Remove from the oven, slice into wedges, and eat hot with a ladleful of onion gravy.
Butternut squash and vanilla bean risotto
From Jenn Shagrin's Veganize This!  (Da Capo, 256 pages, $19)
True to its name, Veganize This! takes on the challenge of de-meatifying things that you never knew could be made animal-free (sea bass and beef ragu, anyone?) Sadly, this means it relies a lot on processed meat substitutes, but the end result of all the Mimicreme and soy products does tend to be delicious. The book includes an entire chapter on surviving the holidays, veganism intact -- from whence sprang this recipe. Originally seen on Giada De Laurentiis' Italian cooking show, this risotto is raring to go for Turkey Day. You gotta check out the book's Jewish treats, too: vegan matzo ball soup and kugel!
4 cups vegan vegetable broth
1 large vanilla bean
12 ounces butternut squash, peeled and cubed
3 tablespoons vegan margarine
3⁄4 cup onion, chopped finely
11⁄2 cups arborio rice
1⁄2 cup dry white wine
1⁄2 cup nut cheese (any flavor), grated finely, or 1⁄4 cup vegan parmesan blend plus 1⁄4 cup vegan mozzarella, grated finely
1⁄2 teaspoon salt
Cracked white peppercorns
2 tablespoons chives, chopped finely (for garnish)
Warm the vegetable broth in a saucepan over medium-high heat. Split the vanilla bean in half lengthwise, scrape out the seeds, and add, along with the empty bean pod, to the broth.
Bring to a simmer, then lower the heat to low. Add the squash to the simmering broth, and cook until desired tenderness, about 10 minutes. Remove the squash with a slotted spoon and set aside. Lower the heat to low and cover the pot.

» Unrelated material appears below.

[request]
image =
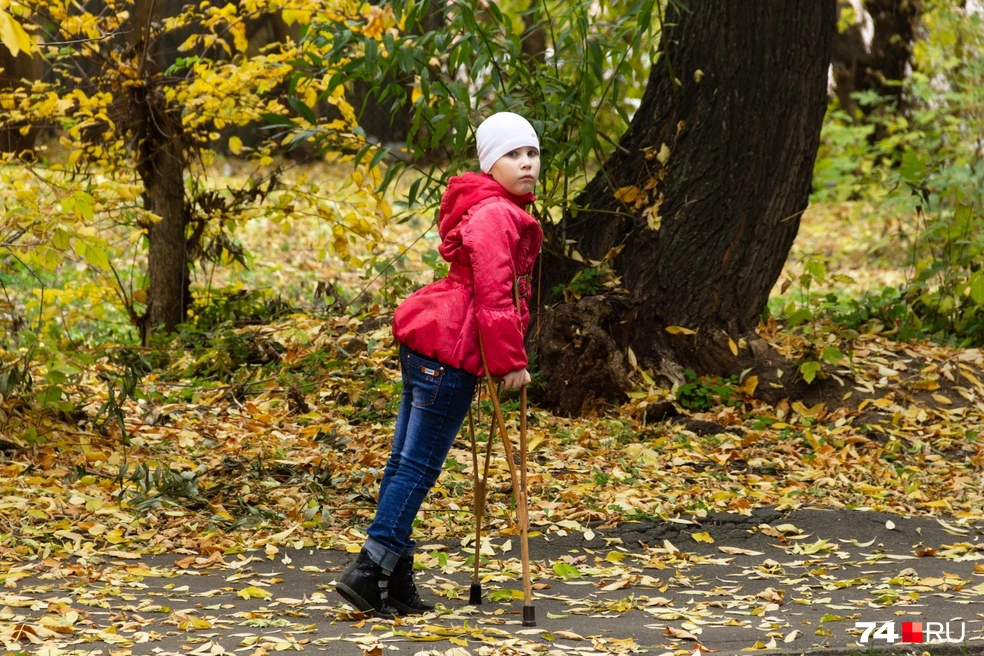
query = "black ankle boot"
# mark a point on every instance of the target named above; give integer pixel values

While the broth is covered and simmering, take a large, heavy saucepan and melt 2 tablespoons of the margarine over medium heat. Add the onion and sauté until tender, about 3 minutes. Add the rice and stir well with the margarine.

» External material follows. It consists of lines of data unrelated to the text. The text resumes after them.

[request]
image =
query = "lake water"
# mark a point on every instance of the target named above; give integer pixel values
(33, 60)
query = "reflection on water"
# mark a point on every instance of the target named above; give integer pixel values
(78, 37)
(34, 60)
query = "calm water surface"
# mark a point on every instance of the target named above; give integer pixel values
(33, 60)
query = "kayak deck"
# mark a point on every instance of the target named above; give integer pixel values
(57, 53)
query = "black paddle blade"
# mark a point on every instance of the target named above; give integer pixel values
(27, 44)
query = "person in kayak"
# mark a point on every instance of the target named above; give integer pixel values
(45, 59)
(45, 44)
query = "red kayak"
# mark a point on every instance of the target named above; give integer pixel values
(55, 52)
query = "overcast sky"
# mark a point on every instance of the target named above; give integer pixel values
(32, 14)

Add the wine and simmer until it has almost completely evaporated, about 3 minutes. Add 1⁄2 cup of the simmering broth and stir until almost completely absorbed, about 2 minutes. Continue cooking the rice, adding the broth 1⁄2 cup at a time, stirring constantly. Allow each addition of the broth to absorb before adding the next, until the rice is tender but still firm to the bite and the mixture is creamy, about 20 minutes total.
Discard the vanilla bean pod. Turn off the heat. Gently stir in the butternut squash, cheese, the remaining tablespoon of margarine, and the salt.
Transfer the risotto to a serving bowl and sprinkle with chives. Serve!